Nigeria : 200 millions $ de la BAD pour accélérer le déploiement du haut débit
mardi 14 avril 2026
Le Nigeria visait 70 % de pénétration du haut débit d’ici fin 2025, un objectif resté hors de portée avec un taux d’un peu plus de 50 %. Le nouveau financement de la Banque africaine de développement pourrait permettre au pays de relancer cette ambition d’ici 2030.
La Banque africaine de développement (BAD) a annoncé, le vendredi 10 avril, l’approbation par son conseil d’administration d’un prêt de 200 millions $ en faveur du Nigeria. Ce financement vise à soutenir le déploiement d’une infrastructure nationale de fibre optique et à accélérer la transformation numérique du pays.

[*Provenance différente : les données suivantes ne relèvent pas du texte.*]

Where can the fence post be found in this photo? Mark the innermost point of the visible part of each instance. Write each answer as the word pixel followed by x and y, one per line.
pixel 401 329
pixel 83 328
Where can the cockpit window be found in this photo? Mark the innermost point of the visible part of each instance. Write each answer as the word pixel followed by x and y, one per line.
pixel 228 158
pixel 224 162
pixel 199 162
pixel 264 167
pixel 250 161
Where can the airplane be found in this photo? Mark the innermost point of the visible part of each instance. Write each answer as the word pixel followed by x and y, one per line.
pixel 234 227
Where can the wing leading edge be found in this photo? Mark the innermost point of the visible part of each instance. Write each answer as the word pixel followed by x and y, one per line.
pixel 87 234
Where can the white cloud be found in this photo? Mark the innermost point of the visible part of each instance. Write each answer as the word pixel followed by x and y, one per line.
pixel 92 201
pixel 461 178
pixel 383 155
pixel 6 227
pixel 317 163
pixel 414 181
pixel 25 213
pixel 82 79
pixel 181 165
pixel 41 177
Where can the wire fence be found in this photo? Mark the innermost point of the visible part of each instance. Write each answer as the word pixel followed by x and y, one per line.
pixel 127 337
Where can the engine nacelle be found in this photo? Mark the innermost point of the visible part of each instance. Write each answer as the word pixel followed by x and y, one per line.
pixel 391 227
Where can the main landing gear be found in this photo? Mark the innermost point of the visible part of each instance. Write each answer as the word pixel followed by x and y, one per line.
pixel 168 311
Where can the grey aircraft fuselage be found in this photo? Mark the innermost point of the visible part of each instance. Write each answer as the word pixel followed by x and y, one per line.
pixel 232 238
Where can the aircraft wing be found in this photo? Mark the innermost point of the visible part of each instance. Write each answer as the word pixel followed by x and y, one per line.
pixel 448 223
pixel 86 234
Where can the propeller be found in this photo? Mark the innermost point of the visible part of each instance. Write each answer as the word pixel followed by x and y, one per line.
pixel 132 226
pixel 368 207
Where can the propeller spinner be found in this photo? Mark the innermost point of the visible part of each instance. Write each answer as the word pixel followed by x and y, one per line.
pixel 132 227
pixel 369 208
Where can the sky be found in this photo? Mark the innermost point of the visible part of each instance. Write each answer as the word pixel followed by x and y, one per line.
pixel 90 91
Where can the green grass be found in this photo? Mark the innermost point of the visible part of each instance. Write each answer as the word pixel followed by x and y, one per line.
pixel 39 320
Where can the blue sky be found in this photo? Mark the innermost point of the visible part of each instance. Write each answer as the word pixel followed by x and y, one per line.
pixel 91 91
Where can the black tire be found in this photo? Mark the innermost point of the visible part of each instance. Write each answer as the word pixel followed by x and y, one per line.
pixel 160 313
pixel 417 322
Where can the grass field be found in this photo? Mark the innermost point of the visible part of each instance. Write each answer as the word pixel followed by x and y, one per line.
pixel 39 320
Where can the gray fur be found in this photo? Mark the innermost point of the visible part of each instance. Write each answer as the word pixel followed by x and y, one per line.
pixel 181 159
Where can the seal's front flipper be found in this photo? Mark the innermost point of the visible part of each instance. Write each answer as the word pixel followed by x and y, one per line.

Ce financement s’inscrit dans le cadre du projet D‑VIBE (Digital Value Chain Infrastructure for Broadband Expansion), une initiative phare du gouvernement nigérian visant à étendre le réseau de fibre optique de 30 000 à 120 000 kilomètres. L’objectif est de connecter l’ensemble des 774 zones de gouvernement local du pays, incluant les écoles, centres de santé, zones agricoles et communautés rurales, tout en renforçant les liaisons transfrontalières avec des pays voisins comme le Bénin, le Cameroun, le Niger et le Tchad.
Le projet, estimé à 2 milliards $, repose sur un montage en partenariat public‑privé. Il est structuré autour d’un véhicule dédié dans lequel la participation publique est comprise entre 25 % et 49 %, contre 51 % à 75 % pour le secteur privé. Outre la BAD, le financement mobilise également 500 millions $ de la Banque mondiale et 100 millions $ de la Banque européenne pour la reconstruction et le développement, ainsi que des contributions de partenaires internationaux et du secteur privé.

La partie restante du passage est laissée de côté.